A watched kettle… 

In Newsletter Editorial6 MinutesBy Dave McCoidJuly 12, 2024

I’m always interested listening to people lament the apparently slow arrival of the alternative propulsion fleet into our world.

From where I sit, the issue is society’s generally two-sided perception of progress in the 21st century; an endemic social issue with tentacles in many other behaviours.

On the one hand we live in a world with an incredibly low tolerance for delay – take the return of emails as a prime example, or lead times on the delivery of goods. On the other hand, our tolerance for the endless timelines in the delivery of new infrastructure is equally absurd.

Interestingly, many seem to apply the instant gratification mentality to the single largest infrastructural project the world will likely see in the next century at least – the repowering of the global land-based fleet and support networks. To make it even more complex, we’re trying to swap out a single propulsion methodology for multiple.

What I think has brought on the immediacy in public expectation is the immediacy of the need, advocated by those charting the planet’s environmental shift, and the political advantage that message has been seen to contain.

I think given the scale of the project, it is actually coming at us like a tsunami, and the best way to get a gauge on that is in time chunks of five years, and then metaphorical application of the rule of compounding interest.

Considering the world essentially lost a year in the last five-year chunk, I’m going to duck back one extra year, to 2018 and visit of Marc Llistosella, global head of Fuso, part of  Daimler Truck and Bus AG at the time. He sat and chatted about what was just over the horizon. At the time eCanter had been launched in a number of cities around the world but wasn’t here yet. The upstarts Milton and Musk were firing barbed salvos at the existing OEMs, as there was little in the way of tangible ‘metal’ from them. Llistosella paid scant regard. Alternatives at the Hannover show were still a small percentage of the exhibits.

Locally a company called Hiringa Energy had been formed 18 months prior, but their role was not widely understood by most.
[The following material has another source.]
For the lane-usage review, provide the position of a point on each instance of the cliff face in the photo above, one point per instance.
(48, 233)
An electric car here was hard to find and a pure BE truck almost impossible. There were a few hybrids running around and SEA Electric was active on the fringes.

Leap forward six years. This year a diesel ICE will likely be even harder to find at Hannover than it was in 2022. BE and alternatively fuelled commercial vehicles in Europe number in the low tens of thousands, with at least one example of an entire fleet of BE trucks in energy-rich Norway. Major OEMs now have complete BE heavy truck offerings. Volvo has won IToY with FH-Electric.

The US heavy electric regional distribution fleet is expanding exponentially. FCE heavy vehicles are poised for their day, pretty much on schedule.

Locally, finding electric vehicles from Europe and Asia on our streets takes minutes at best. No one blinks at the charging banks dotted around most urban areas and there’s a growing expectation regional travel – between major centres at least – will be catered to.

Fuso’s eCanter has been here for years and legacy OEMs have risen up and done what they do best – presenting us with proper viable commercial BE and FCE vehicles backed with factory warranties. Volvo’s F Series electric trucks were ToYA 2024 nominees. New Zealand Trucking magazine has cover-featured its first BE heavy truck working in Auckland.

The disrupters are still not hard to find either, whether local or international, although Mr Milton has been consigned to history.

Hiringa Energy is now a brand known in the industry and attracting interest offshore for the model it deploys. The golden triangle as well as the Auckland to Wellington linehaul route can now fuel an FCE heavy truck and HWR Group has an increasing number of hybrid diesel/hydrogen combustion trucks in operation. TR Group has recently put its 50th BE on the road, followed shortly by the first wave of H2 heavy vehicles.

Companies with names like Jump Charging are creeping into the daily vernacular and slowly the perception of energy ownership is starting to sink in, and that could be a key catalyst in the next leap.

The reality is, I’ve barely scratched the surface, and we’ve done it all so far without a world war exponentially accelerating the appeal or rapid need for the new technology, as happened with the ICE story.

AI and Block Chain technology have barely played their hand as yet also. However, it is the regulatory and governmental proactivity in creating an environment to allow progress that will ultimately determine the continued rate of uptake. As long as there’s plenty of energy and impetus in those camps, a peek back in one or two five-year chunks may see an unrecognisable transport landscape when compared with today.